Getting everything up and running is a “very big job”, Cardona told create, but one she is passionate about.

“The proof of concept for the facility and its operations is coming together nicely, and in our minds it can’t come quickly enough,” she said.

“To make real impacts right now, we need to move with urgency and are preparing all the resources and planning to allow us to have those impacts as quickly as possible.

“As you read this, tonnes of textile waste are being sent to landfill, so the sooner we can get these processes going, the better tomorrow we face.”

Recovering and reusing raw fibres
The Logan facility is expected to recycle 4000 t of textile waste through the SOFT process during its first year of operation, which BlockTexx says will offset about 120,000 t of CO2 equivalents.

“BlockTexx focuses on the component materials in discarded clothing, sheets and towels, which are predominantly made from polyester and cotton. Our process recovers these raw fibres so they can be reused,” Cardona said.

“The repurposing of these fibres ensures they get a second life across a variety of new products, spanning textiles, packaging and building products.”

Cardona, who will commission the build for the facility, said “customised engineering equipment” will be needed to deliver the scale required.

“I can see how it all needs to be structured — from the management of facilities and working with consultant engineers in considering where everything will fit and how all elements will be well resourced, through to developing policies and processes including risk assessment, hazard identification, standardised safety procedures, incident reporting and communication flows,” she said.

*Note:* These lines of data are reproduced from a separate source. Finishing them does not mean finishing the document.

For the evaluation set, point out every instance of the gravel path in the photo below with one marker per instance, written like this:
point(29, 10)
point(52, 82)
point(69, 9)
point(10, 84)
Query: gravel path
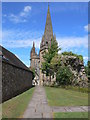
point(39, 108)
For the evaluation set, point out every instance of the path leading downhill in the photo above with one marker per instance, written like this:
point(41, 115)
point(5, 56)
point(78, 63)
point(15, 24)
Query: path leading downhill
point(38, 106)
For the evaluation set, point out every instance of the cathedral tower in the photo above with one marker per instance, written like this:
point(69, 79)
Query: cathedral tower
point(46, 41)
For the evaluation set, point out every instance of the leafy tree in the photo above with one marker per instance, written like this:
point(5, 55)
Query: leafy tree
point(48, 55)
point(64, 76)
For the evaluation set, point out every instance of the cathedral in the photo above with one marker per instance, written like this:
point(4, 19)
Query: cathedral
point(36, 60)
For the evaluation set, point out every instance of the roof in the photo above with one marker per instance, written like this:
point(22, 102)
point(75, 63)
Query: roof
point(9, 57)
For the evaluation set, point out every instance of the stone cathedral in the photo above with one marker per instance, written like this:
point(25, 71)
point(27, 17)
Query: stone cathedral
point(36, 60)
point(74, 64)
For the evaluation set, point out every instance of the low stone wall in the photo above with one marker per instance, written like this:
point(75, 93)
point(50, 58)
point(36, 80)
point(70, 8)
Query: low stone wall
point(15, 80)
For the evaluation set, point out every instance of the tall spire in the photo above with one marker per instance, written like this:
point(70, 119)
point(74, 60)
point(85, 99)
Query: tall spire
point(48, 26)
point(48, 33)
point(33, 44)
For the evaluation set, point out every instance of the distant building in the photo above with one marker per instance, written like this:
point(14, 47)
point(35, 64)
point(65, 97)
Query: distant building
point(36, 60)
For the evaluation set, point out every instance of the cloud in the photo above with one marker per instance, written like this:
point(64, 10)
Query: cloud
point(85, 58)
point(21, 16)
point(72, 42)
point(27, 8)
point(87, 28)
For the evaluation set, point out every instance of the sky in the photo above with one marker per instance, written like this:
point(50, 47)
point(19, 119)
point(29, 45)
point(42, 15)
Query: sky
point(24, 22)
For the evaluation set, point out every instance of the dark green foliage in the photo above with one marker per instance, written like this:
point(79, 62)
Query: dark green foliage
point(64, 76)
point(72, 54)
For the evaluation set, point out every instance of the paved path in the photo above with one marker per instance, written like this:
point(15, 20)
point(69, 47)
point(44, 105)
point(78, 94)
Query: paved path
point(71, 109)
point(38, 106)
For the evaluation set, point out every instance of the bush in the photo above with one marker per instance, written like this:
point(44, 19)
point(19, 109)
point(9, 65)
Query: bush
point(64, 76)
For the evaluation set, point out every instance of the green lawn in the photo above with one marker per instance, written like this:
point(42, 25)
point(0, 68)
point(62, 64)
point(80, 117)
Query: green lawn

Although the company is starting small, the aim is to scale up, with the BlockTexx team envisaging licensing the technology globally.

“We’re in a unique position to make a real impact,” Cardona said.

“This is the first time this industry has seen a commercial-scale solution that creates a true circular economy.”

A no-waste mentality
Cardona grew up in Guatemala, where she says her family was “always appreciative of what we had”.

“We didn’t have a wasteful mentality. If we had chickens, we knew they would feed us and realised the sacrifice. We grew a lot of food, shared food and took pride in composting,” she said.

“We had three generations living close by and shared clothing between the houses. When you grew out of something, it went to another member of the family and many pieces were unisex.”

Today, Cardona has more than 15 years of experience in both chemical and industrial engineering roles across the ethanol, mining and sugar industries. It was during her time in mining that she developed a greater passion for the circular economy.

“The mine I worked for had ceased operations and I remember going up to the peak and looking down over the earth and feeling a sense of devastation,” she said.

“‘What have I done?’, was all I could think.”

From then, Cardona knew she wanted a job where she could use her engineering skills to make a positive difference to the planet.

“I had that vision of the mine in the back of my head and knew that to make impacts over the next 5 to 10 years, I needed to pair with a business that matched my time, energy and passion in bringing things together for measurable change,” she said.

“That’s what I’m doing with BlockTexx now — realising the full potential of proven research and transforming that into commercially viable processes that will reduce textile waste.”